The Marine Corps should go the final step and allow women candidates who have washed out of the Infantry Officer Course the option to attempt it a second time, just like the men.
The Corps recently revised the requirements for the Infantry Officers Course to allow all female company grade officers a chance to apply. This pool of applicants, ranging from new graduates of The Basic School to seasoned fleet captains, reflects the pool the Marines pull from for male applicants.
A further revision stipulates that women candidates must now score a first class on the male physical fitness test — just like the men.
Though the two revisions are big steps toward equal opportunity, one last step remains conspicuously absent.
In a Washington Post op-ed this year, failed IOC candidate 2nd Lt.

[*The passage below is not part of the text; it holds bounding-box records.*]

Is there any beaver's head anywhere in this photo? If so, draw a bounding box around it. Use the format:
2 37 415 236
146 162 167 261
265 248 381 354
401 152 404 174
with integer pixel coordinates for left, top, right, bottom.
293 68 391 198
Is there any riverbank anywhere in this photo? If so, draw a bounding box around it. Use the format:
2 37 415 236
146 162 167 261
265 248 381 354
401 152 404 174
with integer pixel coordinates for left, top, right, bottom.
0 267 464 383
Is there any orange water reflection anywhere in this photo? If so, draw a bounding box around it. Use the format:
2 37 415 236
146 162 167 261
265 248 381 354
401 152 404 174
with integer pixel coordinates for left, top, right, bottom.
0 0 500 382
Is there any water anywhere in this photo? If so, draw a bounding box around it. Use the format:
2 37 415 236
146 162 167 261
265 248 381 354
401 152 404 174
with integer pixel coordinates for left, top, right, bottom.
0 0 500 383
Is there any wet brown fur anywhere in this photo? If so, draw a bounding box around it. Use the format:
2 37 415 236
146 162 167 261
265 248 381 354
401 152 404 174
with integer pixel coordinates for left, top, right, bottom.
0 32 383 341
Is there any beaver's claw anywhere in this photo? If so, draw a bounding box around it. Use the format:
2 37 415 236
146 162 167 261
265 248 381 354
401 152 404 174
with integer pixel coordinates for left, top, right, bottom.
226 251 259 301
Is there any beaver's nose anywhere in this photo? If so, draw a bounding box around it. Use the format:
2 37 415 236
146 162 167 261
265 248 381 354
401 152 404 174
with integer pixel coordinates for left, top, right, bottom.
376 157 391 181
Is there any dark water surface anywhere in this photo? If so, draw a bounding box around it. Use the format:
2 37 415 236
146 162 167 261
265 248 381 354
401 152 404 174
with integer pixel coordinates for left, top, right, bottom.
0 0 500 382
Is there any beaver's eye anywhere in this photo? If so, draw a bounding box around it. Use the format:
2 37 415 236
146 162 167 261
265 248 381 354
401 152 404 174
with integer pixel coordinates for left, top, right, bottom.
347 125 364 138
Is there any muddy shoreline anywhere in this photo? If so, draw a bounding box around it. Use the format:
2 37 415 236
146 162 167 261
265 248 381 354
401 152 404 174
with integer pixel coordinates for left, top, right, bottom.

Sage Santangelo cited the lack of a second chance as a key contributor to the failure rate among women — so far 100 percent.
The hangup is on the Combat Endurance Test, a grueling 14-hour physical exam that is shrouded in secrecy and requires an almost perfect physical fitness score to complete.
Without knowing what’s coming, some Marines exhaust their energy in the first legs of the exam. On their second attempt, those male Marines know what they’re facing — and are more likely to pass. It’s not just physical fitness and experience in these cases, but direct knowledge of the rigors of the test which makes the difference.
To promote true equality, the Corps should consider granting women the same opportunity.